Cara ADUC
Lettera del consumatore
Domanda
20 ottobre 2005
Ecco il mio quesito. Mi rechereste un enorme servigio qualora voleste prima rispondermi in privato. Se la vostra consulenza risultera', come ritengo, a mio favore, non ho problemi ad autorizzarvi, ringraziandovi infinitamente, alla sua pubblicazione. Distinti saluti. Ho sottoscritto una proposta d'acquisto irrevocabile e consegnato all'agenzia un assegno, intestato al venditore, a titolo di deposito. Non avendo ricevuto alcuna comunicazione scritta dell'avvenuta accettazione, dopo lo scadere del termine di irrevocabilita', ho comunicato per raccomandata la mia intenzione di ritirarmi dall'affare e quindi di non stipulare il preliminare (cui rimandava la stessa proposta, a mezzo di clausola specificata a mano). L'agenzia affermava, presente il venditore, di avermi contattato telefonicamente prima dello scadere del termine di irrevocabilita', per informarmi dell'avvenuta accettazione. Il venditore, non solo tratteneva il deposito fiduciario, ma pretendeva un risarcimento dei danni, nonche' l'agenzia il pagamento della provvigione.

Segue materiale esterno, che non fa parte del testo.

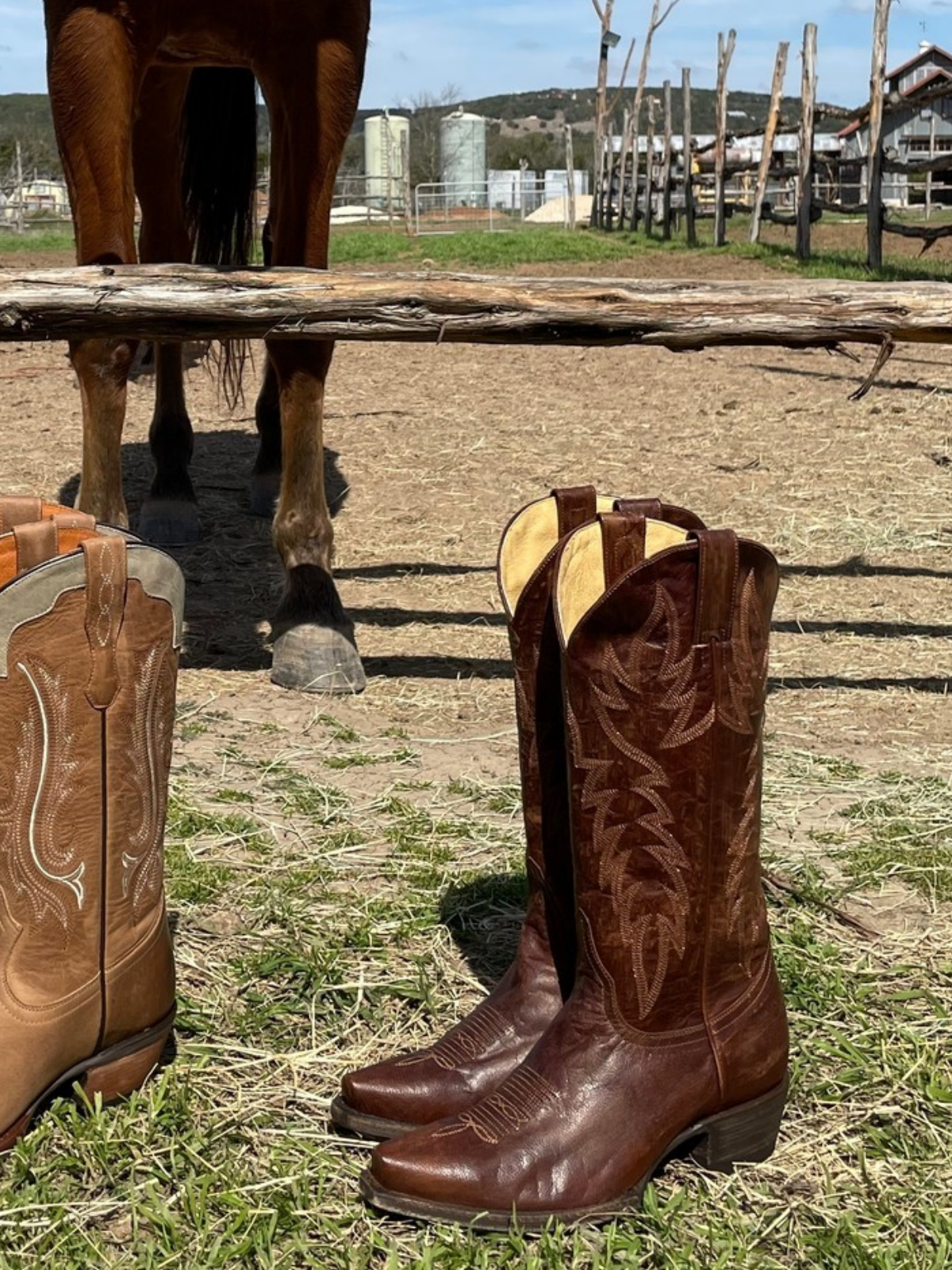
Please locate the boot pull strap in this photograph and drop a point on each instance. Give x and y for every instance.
(36, 543)
(18, 511)
(106, 606)
(74, 521)
(577, 507)
(643, 507)
(719, 565)
(622, 544)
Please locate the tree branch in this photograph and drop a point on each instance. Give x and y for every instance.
(613, 107)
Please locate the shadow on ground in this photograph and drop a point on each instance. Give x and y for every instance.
(484, 918)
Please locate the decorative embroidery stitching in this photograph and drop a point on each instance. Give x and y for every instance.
(664, 930)
(517, 1103)
(33, 836)
(150, 755)
(467, 1041)
(742, 709)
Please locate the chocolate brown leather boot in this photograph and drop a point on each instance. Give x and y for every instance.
(89, 630)
(674, 1035)
(479, 1053)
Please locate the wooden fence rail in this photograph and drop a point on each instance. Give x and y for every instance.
(178, 302)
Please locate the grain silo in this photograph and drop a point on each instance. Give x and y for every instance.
(463, 152)
(384, 139)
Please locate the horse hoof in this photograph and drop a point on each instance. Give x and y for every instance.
(317, 660)
(169, 522)
(263, 495)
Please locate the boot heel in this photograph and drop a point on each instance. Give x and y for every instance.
(747, 1134)
(124, 1076)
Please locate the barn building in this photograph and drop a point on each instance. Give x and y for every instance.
(917, 125)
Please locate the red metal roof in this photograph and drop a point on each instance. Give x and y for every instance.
(918, 57)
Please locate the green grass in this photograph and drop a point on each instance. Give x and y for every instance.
(317, 927)
(550, 245)
(37, 241)
(543, 245)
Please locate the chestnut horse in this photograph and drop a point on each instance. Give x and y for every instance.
(158, 101)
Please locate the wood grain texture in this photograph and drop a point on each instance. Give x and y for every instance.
(179, 302)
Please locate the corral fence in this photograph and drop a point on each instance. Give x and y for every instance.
(505, 201)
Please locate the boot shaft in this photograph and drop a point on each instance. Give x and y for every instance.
(528, 556)
(664, 671)
(88, 662)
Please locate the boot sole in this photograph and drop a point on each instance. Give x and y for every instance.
(113, 1073)
(746, 1134)
(374, 1127)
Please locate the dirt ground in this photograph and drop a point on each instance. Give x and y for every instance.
(431, 451)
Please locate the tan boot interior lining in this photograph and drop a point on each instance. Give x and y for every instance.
(582, 573)
(530, 539)
(67, 540)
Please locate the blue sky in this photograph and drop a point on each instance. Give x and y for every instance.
(498, 46)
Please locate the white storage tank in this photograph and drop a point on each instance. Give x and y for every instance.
(384, 139)
(463, 152)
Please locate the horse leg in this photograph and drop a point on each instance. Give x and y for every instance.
(93, 87)
(314, 639)
(266, 475)
(171, 514)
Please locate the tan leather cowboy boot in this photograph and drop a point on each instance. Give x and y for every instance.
(89, 630)
(674, 1035)
(18, 510)
(479, 1053)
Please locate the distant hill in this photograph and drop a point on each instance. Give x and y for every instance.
(522, 126)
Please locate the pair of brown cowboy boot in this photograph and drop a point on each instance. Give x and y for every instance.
(90, 624)
(643, 1014)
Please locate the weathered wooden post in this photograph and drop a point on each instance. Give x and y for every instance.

Vorrei sapere se, in caso di giudizio, saro' tenuto anche a pagare i danni alla controparte.
Risposta ADUC
Se la proposta e' scaduta senza che vi sia stata accettazione formale da parte del venditore (non basta dire di aver chiamato, ma deve esserci una comunicazione tramite raccomandata A/R) decade ogni obbligo dell'acquirente, che pertanto deve ricevere il rimborso dell'eventuale acconto versato (e non e' tenuto, invece, a pagare penali ne' danni). Nel suo caso non si puo' neanche dire che la proposta potesse intendersi come sostitutiva del compromesso (in questo caso le cose sarebbero state diverse), perche' lo stesso vi e' citato come atto successivo. Si veda, in merito, questa scheda pratica: clicca qui. p.s. la sua richiesta di non pubblicare la lettera e la concessione di farlo successivamente solo se il consiglio sia a lei favorevole -ci scusi se glielo facciamo notare- e' quantomeno bizzarra e pretenziosa, visto che non ci dice ne' il suo nome, ne' il suo cognome, ne' la sua citta', ne' uno straccio di riferimento. Secondo lei, noi perche' siamo qui? Per svolgere un'opera di carita'? Ha sbagliato associazione: il prezzo che noi chiediamo e' la pubblicazione rispettando l'anonimato delle persone e dei fatti, figurati se non lo facciamo quando uno non si perita neanche di metterci un numero di telefono perche' - magari e come spesso succede- ha sbagliato a digitare il suo indirizzo e-mail e potrebbe non ricevere mai la risposta, sicuramente pensando che siamo degli sbruffoni perche' non rispondiamo.